The Meltdown article provides additional detail into violations of memory boundaries between user-space (think: applications) and kernel-space (think: core functionality set built into your computer’s processor). To do this the authors utilize the ability of a processor to load program instructions on an availability basis. This out-of-order execution loads chunks of a program into memory as processor space frees up, though this does not necessarily happen in order as the name suggests. Once necessary parts of the program are loaded, it can be executed in the order it was designed. When we previously discussed speculative execution we briefly discussed a pre-processing of possible execution paths that might be discarded if incorrect. This runaway process (the technical term is transient instruction) can provide insight into a secret value that allows operating in a privileged environment. This concept is leveraged to provide an attacker with a vehicle to access memory locations in a privileged fashion, which distinguishes it from Spectre. Once attackers access memory locations, they must establish covert channels in order to exfiltrate memory locations, similar to Spectre. Meltdown was issued CVE-2017-5754 for the discovered vulnerability.

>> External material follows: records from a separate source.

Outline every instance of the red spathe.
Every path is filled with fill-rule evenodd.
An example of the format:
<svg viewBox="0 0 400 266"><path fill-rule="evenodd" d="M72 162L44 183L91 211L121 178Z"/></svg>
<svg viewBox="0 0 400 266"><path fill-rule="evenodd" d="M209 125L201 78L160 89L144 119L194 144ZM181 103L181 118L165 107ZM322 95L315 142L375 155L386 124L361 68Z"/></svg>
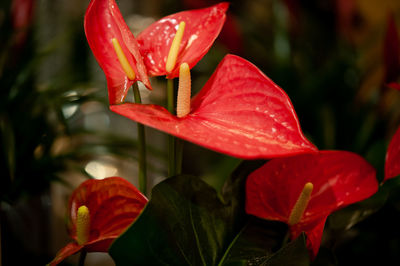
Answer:
<svg viewBox="0 0 400 266"><path fill-rule="evenodd" d="M136 122L234 157L274 158L315 152L303 135L286 93L256 66L227 55L177 118L157 105L110 109Z"/></svg>
<svg viewBox="0 0 400 266"><path fill-rule="evenodd" d="M361 201L378 190L375 169L362 157L346 151L321 151L273 159L251 173L246 183L246 212L288 223L304 185L314 189L291 238L307 235L312 257L318 253L325 220L333 211Z"/></svg>
<svg viewBox="0 0 400 266"><path fill-rule="evenodd" d="M116 239L141 213L147 198L131 183L120 177L83 182L69 200L68 230L75 240L62 248L50 263L57 265L81 249L89 252L107 252ZM87 243L76 243L78 208L85 205L90 215L90 236Z"/></svg>

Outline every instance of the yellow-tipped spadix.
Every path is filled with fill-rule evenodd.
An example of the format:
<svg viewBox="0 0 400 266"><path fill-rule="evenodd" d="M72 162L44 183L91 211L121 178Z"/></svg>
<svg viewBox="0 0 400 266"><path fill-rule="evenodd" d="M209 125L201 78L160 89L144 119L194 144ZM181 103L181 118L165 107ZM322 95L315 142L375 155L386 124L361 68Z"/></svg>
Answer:
<svg viewBox="0 0 400 266"><path fill-rule="evenodd" d="M124 70L126 76L130 80L135 80L136 74L135 71L133 71L132 66L129 64L128 59L126 58L124 51L121 48L121 45L119 44L119 41L116 38L112 38L111 42L114 46L115 53L117 54L119 63L122 66L122 69Z"/></svg>
<svg viewBox="0 0 400 266"><path fill-rule="evenodd" d="M76 241L78 245L83 245L89 241L90 236L90 215L89 209L85 205L78 208L76 215Z"/></svg>
<svg viewBox="0 0 400 266"><path fill-rule="evenodd" d="M304 188L301 191L299 198L297 199L292 211L290 212L288 220L289 225L294 225L300 222L301 217L303 216L303 213L307 208L308 202L310 201L313 188L314 185L310 182L304 185Z"/></svg>
<svg viewBox="0 0 400 266"><path fill-rule="evenodd" d="M184 117L190 112L190 94L190 68L187 63L183 63L179 68L178 99L176 103L177 117Z"/></svg>
<svg viewBox="0 0 400 266"><path fill-rule="evenodd" d="M176 58L178 57L179 46L181 44L184 31L185 31L185 22L182 21L181 23L179 23L178 30L176 31L175 37L172 40L171 48L169 49L167 62L165 65L165 70L167 71L167 73L171 73L171 71L175 67Z"/></svg>

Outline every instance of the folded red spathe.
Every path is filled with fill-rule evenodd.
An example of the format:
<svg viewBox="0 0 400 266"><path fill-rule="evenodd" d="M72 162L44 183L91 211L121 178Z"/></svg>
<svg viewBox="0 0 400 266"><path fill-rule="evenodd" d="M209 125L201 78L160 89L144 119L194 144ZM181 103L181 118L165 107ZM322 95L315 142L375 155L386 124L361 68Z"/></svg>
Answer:
<svg viewBox="0 0 400 266"><path fill-rule="evenodd" d="M136 122L234 157L274 158L315 152L286 93L256 66L227 55L177 118L157 105L121 104L110 109Z"/></svg>

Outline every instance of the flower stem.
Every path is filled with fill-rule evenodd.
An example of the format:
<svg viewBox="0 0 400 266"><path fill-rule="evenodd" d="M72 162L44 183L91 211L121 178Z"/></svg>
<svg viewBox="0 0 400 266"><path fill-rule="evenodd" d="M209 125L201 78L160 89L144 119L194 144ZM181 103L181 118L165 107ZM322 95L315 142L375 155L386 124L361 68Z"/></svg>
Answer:
<svg viewBox="0 0 400 266"><path fill-rule="evenodd" d="M133 84L133 95L135 103L142 103L137 83ZM144 126L137 123L138 149L139 149L139 190L146 195L147 189L147 169L146 169L146 136Z"/></svg>
<svg viewBox="0 0 400 266"><path fill-rule="evenodd" d="M167 79L167 109L174 114L174 80ZM168 136L168 176L176 175L175 166L175 137Z"/></svg>
<svg viewBox="0 0 400 266"><path fill-rule="evenodd" d="M81 254L79 255L79 266L84 266L85 265L85 259L86 259L86 250L82 249Z"/></svg>
<svg viewBox="0 0 400 266"><path fill-rule="evenodd" d="M1 212L1 204L0 204L0 265L1 265L1 262L2 262L2 258L1 258L1 215L2 215L2 212Z"/></svg>
<svg viewBox="0 0 400 266"><path fill-rule="evenodd" d="M285 234L285 237L282 240L281 247L286 246L290 242L290 230L288 230Z"/></svg>
<svg viewBox="0 0 400 266"><path fill-rule="evenodd" d="M175 156L176 156L176 174L180 175L182 174L182 157L183 157L183 140L181 139L175 139L175 145L176 145L176 151L175 151Z"/></svg>

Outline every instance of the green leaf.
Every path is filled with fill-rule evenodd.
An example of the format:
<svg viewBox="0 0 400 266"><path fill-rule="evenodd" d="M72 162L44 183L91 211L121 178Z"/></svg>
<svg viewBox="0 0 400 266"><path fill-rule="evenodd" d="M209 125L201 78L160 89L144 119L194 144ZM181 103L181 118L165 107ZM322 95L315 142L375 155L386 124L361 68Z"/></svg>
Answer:
<svg viewBox="0 0 400 266"><path fill-rule="evenodd" d="M279 222L250 220L231 249L227 260L220 265L241 263L263 266L309 265L310 258L304 233L276 251L281 245L282 232L285 231L287 232L286 225Z"/></svg>
<svg viewBox="0 0 400 266"><path fill-rule="evenodd" d="M193 176L161 182L111 257L117 265L217 265L244 226L245 180L261 163L242 163L221 194Z"/></svg>
<svg viewBox="0 0 400 266"><path fill-rule="evenodd" d="M263 266L307 266L310 258L306 246L306 237L302 233L296 240L288 243L272 255Z"/></svg>
<svg viewBox="0 0 400 266"><path fill-rule="evenodd" d="M372 197L332 213L328 217L327 224L329 225L329 229L335 231L334 237L337 237L336 234L338 232L349 230L381 209L388 195L388 189L381 187Z"/></svg>
<svg viewBox="0 0 400 266"><path fill-rule="evenodd" d="M220 265L233 265L242 261L259 265L281 247L287 230L284 223L249 217Z"/></svg>
<svg viewBox="0 0 400 266"><path fill-rule="evenodd" d="M110 248L117 265L216 265L233 239L229 204L192 176L154 187L137 221Z"/></svg>

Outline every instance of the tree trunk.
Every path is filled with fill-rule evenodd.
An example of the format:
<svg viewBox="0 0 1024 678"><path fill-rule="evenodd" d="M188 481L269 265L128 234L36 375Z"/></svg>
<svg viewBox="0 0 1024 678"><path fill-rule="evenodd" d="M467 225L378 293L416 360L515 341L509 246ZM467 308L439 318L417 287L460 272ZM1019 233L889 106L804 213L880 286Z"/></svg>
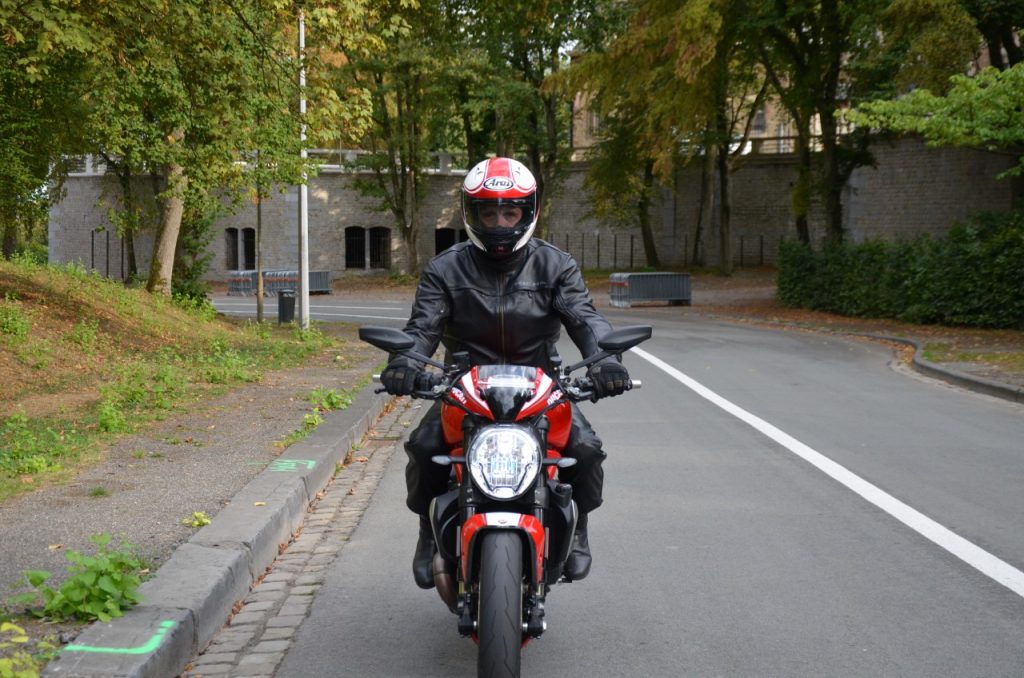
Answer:
<svg viewBox="0 0 1024 678"><path fill-rule="evenodd" d="M822 161L825 165L822 190L825 194L825 218L828 229L826 239L837 244L843 241L843 180L839 171L839 139L832 111L823 108L819 115Z"/></svg>
<svg viewBox="0 0 1024 678"><path fill-rule="evenodd" d="M172 139L174 143L180 143L184 136L184 131L176 130ZM181 231L181 217L185 211L188 175L185 174L184 167L174 162L169 163L164 172L167 196L160 206L160 227L153 248L153 262L149 268L146 290L170 296L174 252L178 245L178 233Z"/></svg>
<svg viewBox="0 0 1024 678"><path fill-rule="evenodd" d="M4 258L9 259L18 249L18 220L14 216L14 210L4 209L0 213L0 221L3 222L4 227L0 252L3 253Z"/></svg>
<svg viewBox="0 0 1024 678"><path fill-rule="evenodd" d="M108 159L107 165L113 163ZM138 213L135 209L135 190L132 187L131 165L125 161L117 172L117 179L121 183L121 207L128 218L124 222L124 232L120 233L125 244L125 254L128 258L128 280L134 280L139 274L139 265L135 259L135 231L139 228ZM122 275L125 273L121 271Z"/></svg>
<svg viewBox="0 0 1024 678"><path fill-rule="evenodd" d="M651 191L654 190L654 161L648 160L644 163L644 190L637 201L637 218L640 222L640 235L644 240L644 255L647 257L647 265L654 268L661 267L661 260L658 258L658 248L654 242L654 232L651 230Z"/></svg>
<svg viewBox="0 0 1024 678"><path fill-rule="evenodd" d="M804 245L811 244L807 214L811 205L811 130L809 117L797 121L797 178L793 186L793 217L796 237Z"/></svg>
<svg viewBox="0 0 1024 678"><path fill-rule="evenodd" d="M695 266L707 265L707 249L704 238L711 231L711 210L715 203L715 191L712 188L715 175L715 147L705 145L704 162L700 170L700 207L697 209L697 229L693 234L693 263Z"/></svg>
<svg viewBox="0 0 1024 678"><path fill-rule="evenodd" d="M729 145L718 149L718 226L719 263L722 275L732 275L732 222L729 211Z"/></svg>

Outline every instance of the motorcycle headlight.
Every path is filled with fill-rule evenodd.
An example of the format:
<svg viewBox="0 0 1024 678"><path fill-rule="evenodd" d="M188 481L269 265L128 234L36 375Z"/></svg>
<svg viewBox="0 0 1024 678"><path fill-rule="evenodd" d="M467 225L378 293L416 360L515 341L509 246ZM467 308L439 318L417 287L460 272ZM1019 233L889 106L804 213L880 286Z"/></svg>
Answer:
<svg viewBox="0 0 1024 678"><path fill-rule="evenodd" d="M492 499L514 499L537 478L540 445L519 426L490 426L473 439L466 463L484 494Z"/></svg>

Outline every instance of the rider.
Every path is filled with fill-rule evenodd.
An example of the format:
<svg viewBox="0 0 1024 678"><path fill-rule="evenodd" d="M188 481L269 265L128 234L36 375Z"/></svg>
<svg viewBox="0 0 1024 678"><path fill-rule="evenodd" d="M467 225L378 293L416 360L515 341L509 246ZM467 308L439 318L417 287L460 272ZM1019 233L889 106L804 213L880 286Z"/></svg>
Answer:
<svg viewBox="0 0 1024 678"><path fill-rule="evenodd" d="M537 225L537 184L524 165L490 158L469 171L462 185L462 219L469 241L454 245L427 264L405 331L414 350L433 355L439 342L449 353L467 351L470 362L538 365L554 374L552 359L561 327L583 356L597 353L598 339L611 325L590 299L576 262L567 253L532 238ZM394 357L381 384L394 395L416 390L421 366ZM629 373L616 358L590 367L596 397L615 396L629 385ZM405 444L406 504L420 516L413 577L421 588L434 585L434 536L427 517L431 500L448 489L447 466L431 461L447 454L441 428L441 402L426 412ZM601 505L605 453L601 440L576 405L564 456L577 460L562 469L573 487L579 521L564 574L583 579L590 571L587 514Z"/></svg>

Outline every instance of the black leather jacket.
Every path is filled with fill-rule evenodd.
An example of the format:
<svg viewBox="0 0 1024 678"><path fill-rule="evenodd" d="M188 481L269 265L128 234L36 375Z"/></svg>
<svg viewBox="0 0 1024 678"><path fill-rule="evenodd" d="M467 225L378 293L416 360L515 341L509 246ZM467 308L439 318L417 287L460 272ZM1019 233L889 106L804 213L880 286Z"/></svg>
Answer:
<svg viewBox="0 0 1024 678"><path fill-rule="evenodd" d="M415 350L432 355L468 351L474 365L537 365L551 371L561 327L589 356L611 325L596 310L571 256L532 238L506 261L489 259L471 242L427 264L405 331Z"/></svg>

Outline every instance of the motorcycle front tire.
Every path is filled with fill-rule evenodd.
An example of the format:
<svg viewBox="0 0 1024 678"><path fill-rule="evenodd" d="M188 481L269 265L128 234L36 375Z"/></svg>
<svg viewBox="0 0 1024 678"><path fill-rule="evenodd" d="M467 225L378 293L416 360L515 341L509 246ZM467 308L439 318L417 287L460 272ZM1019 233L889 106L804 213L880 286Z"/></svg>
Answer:
<svg viewBox="0 0 1024 678"><path fill-rule="evenodd" d="M523 543L499 530L480 537L478 678L519 678L523 644Z"/></svg>

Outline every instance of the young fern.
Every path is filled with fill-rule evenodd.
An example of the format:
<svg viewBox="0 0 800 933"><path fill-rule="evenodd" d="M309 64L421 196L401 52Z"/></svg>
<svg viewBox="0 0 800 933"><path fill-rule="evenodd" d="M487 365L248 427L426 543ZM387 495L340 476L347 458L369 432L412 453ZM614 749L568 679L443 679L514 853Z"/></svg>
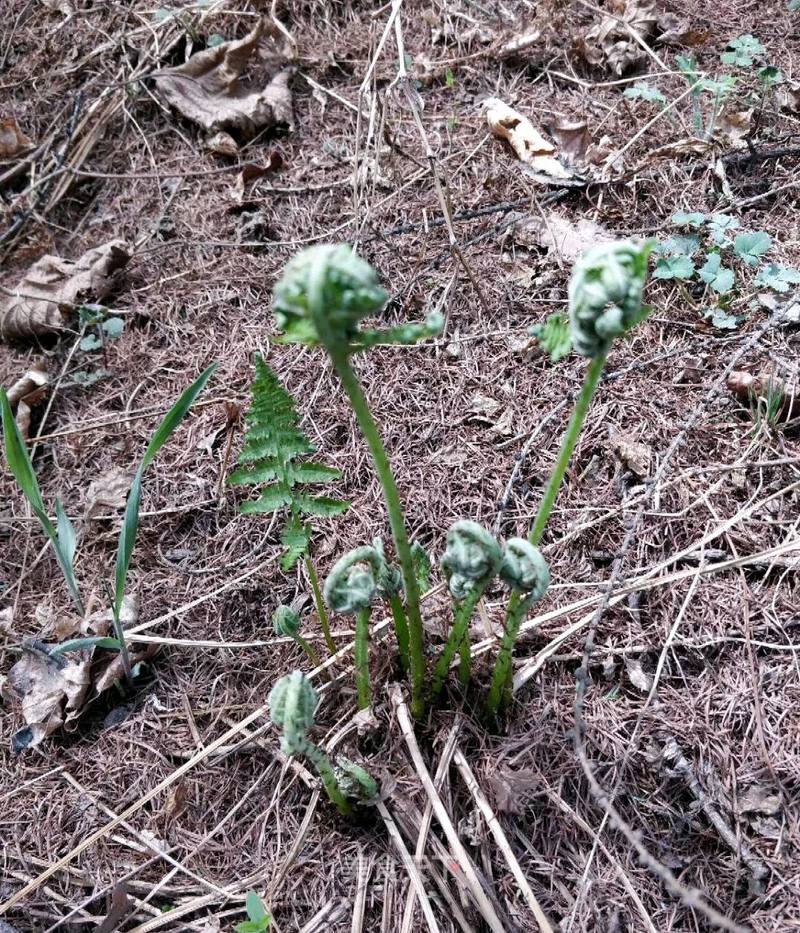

The Spectre authors recommend high-level fixes, such as using memory-safe fencing instructions (mfence and lfence), but not more volatile methods such as forcing serialized execution of processes which may destroy memory register values. Chip manufacturers have provided updates that employ these techniques and safeguard against exploitation of speculative execution poisoning and hijacking.

The Meltdown authors recommend the KAISER mitigation which was proposed by Gruss et al. This mitigation provides protection against side-channel attacks targeting weaknesses in Kernel Address Space Layout Randomization (KASLR).

Spectre and Meltdown based data exfiltration is limited to so-called covert channels and their proper set up, which may pose additional technical hurdles that eliminate execution by unskilled attackers. Moreover, an attacker must load a malicious program (unlikely) or JavaScript (much more likely) to your device in order to perform a successful attack, so be extra vigilant with what content you load if you have not installed an update patch. Although scripts to instantiate these conditions will likely emerge, it is imperative to install pertinent updates to harden your systems against these vulnerabilities.